Although the meeting of some of these characters are imaginary, their historical backgrounds are usually nothing short of accurate. I feel compelled to read history, to re-familiarize myself with the key historical events that have over a slow-churned process have molded the world today. The New Penguin History of The World, conveniently sized, is a comprehensive yet succinct overview of the world. This can be a challenging read from cover to cover, but for now I primarily use it as a reference. I would look up the relevant time period of the novel and peruse the details. This book has provided me with handholds with which I have begun—and only begun–to gain a grasp on some context within which all of these events occurred. For example, I cannot tell you how helpful it is to consider the history of the Near and Middle East in the Twentieth Century within the framework of the collapse of the Ottoman Empire along with the background of that empire itself as it existed over centuries previously.


4 Responses

  1. On the topic of historical fiction I can’t recommend enough I, Claudius and Claudius the God by Robert Graves. Real impressive stuff. Though Gore Vidal has his own Empire series, of which Burr and Lincoln are easily the best, that embodies the sort of thinking you have going on here.

    • I read I, Claudius years ago when I was in college and it begs a re-read. Robert Graves is pretty serious stuff. By Gore Vidal I have only read The City of the Pillar.

  2. I have been reading this book for the past month. As I am retired I have the luxury of reading in the morning while the house is still quiet. I have been reading about a chapter a day or a chapter over two days.
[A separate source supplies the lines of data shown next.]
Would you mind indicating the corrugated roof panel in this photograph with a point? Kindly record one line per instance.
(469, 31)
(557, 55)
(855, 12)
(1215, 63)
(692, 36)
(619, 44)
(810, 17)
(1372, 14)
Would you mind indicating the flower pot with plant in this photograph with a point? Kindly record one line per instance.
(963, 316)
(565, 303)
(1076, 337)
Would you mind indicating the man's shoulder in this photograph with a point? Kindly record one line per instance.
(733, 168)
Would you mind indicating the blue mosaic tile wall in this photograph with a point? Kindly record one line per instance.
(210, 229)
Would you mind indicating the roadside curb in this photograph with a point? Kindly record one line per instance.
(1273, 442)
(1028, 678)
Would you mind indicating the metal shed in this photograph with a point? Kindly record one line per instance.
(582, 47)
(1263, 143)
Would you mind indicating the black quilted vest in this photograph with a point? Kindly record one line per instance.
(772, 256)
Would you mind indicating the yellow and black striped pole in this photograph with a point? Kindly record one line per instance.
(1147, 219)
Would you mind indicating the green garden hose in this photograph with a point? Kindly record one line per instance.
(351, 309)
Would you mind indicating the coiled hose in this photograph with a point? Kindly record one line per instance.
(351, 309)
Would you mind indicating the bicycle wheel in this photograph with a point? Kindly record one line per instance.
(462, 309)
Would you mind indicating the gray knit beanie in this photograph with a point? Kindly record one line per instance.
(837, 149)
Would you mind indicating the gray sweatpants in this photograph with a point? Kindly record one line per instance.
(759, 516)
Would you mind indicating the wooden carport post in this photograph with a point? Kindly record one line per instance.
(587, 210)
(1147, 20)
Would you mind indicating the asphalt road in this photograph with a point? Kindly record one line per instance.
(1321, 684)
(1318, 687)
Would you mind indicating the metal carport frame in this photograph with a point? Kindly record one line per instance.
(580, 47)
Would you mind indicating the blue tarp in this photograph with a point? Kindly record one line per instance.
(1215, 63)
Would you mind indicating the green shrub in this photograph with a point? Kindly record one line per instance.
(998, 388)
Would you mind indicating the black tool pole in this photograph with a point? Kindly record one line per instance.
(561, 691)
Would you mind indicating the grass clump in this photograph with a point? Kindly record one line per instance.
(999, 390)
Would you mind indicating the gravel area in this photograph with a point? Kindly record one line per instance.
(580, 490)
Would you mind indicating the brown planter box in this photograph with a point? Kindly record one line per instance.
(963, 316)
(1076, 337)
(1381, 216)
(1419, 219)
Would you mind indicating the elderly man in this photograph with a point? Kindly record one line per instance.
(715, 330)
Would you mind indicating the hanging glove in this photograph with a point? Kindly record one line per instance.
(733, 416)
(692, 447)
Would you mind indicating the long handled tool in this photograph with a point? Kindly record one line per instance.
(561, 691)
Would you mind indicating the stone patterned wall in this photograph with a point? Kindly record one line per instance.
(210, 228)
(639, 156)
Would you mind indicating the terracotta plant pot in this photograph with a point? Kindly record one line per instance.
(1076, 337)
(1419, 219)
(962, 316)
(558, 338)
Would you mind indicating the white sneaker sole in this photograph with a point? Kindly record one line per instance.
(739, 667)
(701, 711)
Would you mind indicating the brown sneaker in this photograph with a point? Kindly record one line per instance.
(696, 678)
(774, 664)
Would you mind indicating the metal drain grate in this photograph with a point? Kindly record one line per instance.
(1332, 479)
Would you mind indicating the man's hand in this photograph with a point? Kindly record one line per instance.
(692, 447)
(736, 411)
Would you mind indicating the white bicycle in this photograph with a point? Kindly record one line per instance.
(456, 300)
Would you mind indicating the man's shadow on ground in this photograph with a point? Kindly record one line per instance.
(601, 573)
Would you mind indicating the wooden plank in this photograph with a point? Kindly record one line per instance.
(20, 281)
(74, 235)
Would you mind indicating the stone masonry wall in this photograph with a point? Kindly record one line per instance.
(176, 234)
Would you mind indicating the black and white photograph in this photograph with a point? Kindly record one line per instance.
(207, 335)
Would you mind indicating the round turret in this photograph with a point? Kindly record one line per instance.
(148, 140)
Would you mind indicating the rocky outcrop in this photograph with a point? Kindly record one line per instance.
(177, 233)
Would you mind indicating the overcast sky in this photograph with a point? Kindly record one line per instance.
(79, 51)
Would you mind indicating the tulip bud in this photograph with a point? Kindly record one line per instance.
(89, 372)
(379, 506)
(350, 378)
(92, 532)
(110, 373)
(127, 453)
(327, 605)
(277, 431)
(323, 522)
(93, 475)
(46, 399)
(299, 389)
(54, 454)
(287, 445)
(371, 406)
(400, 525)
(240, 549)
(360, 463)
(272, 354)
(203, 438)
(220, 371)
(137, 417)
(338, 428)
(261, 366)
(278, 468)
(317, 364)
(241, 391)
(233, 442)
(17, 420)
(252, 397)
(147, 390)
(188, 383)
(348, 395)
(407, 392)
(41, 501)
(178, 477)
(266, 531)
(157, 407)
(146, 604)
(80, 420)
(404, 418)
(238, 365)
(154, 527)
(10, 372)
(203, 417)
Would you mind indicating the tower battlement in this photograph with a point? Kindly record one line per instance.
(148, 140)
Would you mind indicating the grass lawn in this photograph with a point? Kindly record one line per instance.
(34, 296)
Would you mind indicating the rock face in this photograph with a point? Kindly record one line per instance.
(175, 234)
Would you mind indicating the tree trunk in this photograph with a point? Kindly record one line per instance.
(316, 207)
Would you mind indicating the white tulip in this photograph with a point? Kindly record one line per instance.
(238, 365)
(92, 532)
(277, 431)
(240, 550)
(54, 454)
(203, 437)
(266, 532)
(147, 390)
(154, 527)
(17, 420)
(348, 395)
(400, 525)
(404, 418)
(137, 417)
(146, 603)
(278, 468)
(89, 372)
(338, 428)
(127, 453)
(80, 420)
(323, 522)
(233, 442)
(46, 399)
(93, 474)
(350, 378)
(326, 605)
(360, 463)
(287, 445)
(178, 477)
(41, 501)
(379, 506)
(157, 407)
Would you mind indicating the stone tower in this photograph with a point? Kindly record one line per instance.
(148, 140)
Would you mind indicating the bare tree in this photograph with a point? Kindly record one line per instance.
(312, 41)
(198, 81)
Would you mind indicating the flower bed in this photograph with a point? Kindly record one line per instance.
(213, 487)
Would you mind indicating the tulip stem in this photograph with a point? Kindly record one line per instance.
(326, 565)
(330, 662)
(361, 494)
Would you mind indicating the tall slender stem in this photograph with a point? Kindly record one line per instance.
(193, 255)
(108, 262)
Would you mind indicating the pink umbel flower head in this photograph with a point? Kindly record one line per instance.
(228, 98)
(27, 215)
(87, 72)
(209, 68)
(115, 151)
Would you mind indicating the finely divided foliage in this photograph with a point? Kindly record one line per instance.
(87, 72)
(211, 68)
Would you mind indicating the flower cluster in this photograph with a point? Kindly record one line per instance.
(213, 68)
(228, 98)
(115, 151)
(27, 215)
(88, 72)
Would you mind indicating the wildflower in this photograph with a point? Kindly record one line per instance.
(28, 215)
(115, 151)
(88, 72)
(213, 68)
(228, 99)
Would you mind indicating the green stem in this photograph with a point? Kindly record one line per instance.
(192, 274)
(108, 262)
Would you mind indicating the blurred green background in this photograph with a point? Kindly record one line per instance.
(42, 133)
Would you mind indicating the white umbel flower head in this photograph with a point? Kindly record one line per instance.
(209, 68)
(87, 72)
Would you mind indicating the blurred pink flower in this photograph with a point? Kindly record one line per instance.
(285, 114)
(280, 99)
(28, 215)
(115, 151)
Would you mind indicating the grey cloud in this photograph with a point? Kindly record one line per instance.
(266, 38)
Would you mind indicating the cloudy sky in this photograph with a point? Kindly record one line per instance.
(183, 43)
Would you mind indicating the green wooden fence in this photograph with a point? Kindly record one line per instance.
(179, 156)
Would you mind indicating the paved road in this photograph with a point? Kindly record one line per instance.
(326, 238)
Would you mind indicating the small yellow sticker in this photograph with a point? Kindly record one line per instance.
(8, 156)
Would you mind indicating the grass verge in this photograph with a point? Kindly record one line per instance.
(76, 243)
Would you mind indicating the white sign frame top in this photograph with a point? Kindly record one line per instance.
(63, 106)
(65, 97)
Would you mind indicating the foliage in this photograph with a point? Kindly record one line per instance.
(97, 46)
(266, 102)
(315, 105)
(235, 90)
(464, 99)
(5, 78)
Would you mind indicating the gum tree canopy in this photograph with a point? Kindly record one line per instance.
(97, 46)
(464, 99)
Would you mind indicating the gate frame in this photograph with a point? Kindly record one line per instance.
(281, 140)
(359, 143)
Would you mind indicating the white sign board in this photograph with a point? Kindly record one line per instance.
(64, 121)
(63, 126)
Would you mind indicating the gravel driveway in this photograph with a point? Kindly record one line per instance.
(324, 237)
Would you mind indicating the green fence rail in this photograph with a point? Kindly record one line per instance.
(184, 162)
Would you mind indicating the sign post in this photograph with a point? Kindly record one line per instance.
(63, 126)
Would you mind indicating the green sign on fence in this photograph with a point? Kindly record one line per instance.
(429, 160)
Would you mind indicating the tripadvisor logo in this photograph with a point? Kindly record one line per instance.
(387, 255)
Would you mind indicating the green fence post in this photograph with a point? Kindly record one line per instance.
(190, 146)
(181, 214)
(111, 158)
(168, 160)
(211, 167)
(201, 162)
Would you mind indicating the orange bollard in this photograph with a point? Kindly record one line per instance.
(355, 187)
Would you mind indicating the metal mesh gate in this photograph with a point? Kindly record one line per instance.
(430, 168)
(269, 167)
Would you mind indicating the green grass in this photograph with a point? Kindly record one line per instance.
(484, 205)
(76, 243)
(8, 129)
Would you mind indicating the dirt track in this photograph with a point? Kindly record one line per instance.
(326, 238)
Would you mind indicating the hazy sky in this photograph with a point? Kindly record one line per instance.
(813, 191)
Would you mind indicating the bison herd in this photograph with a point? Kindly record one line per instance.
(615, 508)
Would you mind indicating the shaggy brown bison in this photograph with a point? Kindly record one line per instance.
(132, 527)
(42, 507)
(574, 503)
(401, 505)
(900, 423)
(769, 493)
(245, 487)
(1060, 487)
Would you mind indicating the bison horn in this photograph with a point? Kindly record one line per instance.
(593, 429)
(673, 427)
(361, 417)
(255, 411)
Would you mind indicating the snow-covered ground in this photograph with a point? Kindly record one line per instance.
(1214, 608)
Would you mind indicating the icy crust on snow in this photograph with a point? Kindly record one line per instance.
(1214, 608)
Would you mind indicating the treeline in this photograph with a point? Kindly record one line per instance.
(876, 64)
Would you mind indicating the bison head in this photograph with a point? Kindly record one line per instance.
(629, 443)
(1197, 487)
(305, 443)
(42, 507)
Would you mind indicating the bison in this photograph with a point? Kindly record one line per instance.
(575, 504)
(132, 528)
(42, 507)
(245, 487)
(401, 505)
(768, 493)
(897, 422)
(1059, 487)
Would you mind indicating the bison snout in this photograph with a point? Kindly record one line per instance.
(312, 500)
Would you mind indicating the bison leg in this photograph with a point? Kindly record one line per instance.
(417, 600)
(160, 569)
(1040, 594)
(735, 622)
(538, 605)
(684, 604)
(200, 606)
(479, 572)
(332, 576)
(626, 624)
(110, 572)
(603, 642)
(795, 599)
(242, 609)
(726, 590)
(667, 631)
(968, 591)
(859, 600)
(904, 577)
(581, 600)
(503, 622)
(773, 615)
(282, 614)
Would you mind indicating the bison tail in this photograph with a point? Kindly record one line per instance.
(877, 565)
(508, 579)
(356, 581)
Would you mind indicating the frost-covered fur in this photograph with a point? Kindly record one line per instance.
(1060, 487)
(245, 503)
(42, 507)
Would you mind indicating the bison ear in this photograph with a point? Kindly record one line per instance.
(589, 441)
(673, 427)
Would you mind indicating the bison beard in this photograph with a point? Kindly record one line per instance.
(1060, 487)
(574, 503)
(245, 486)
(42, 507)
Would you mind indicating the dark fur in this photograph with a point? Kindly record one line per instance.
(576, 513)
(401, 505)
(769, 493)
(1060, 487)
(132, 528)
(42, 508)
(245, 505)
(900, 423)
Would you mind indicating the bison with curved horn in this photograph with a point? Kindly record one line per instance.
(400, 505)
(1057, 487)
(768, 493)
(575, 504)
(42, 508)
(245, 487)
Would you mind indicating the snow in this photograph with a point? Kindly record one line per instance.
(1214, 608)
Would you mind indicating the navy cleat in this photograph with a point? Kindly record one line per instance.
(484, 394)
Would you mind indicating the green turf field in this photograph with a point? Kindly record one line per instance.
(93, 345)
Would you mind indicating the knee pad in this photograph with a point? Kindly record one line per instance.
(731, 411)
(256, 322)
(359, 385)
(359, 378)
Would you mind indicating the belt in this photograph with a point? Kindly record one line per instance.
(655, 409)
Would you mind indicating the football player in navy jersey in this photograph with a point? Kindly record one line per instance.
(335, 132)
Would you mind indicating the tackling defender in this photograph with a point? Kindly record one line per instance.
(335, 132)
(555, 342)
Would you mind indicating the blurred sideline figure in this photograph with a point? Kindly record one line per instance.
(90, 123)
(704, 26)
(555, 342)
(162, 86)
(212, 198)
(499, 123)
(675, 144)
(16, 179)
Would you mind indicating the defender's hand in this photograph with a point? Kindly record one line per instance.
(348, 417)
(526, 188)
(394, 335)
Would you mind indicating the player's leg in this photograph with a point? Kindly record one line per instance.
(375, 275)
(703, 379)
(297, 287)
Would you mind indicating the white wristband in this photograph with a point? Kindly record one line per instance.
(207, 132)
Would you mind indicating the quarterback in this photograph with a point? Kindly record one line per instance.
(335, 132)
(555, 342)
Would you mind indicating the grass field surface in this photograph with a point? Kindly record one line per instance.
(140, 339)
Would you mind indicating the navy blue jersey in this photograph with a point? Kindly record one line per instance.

Then I move on to the other reading material I have. I’m slowly getting through this book and thoroughly enjoying it. Don’t understand all of it but the time periods are falling into place and that chronology is valuable. Enjoy your posts.

    • I think reading small installments is the best way to approach a book of such size and subject matter like history. History can be so dry especially if you are forced to read it for a class over time constraint. I think it’s best to take it slowly and let the information go through your mind. For now I’m sing the book for historical reference when i come up something I don’t understand in novels.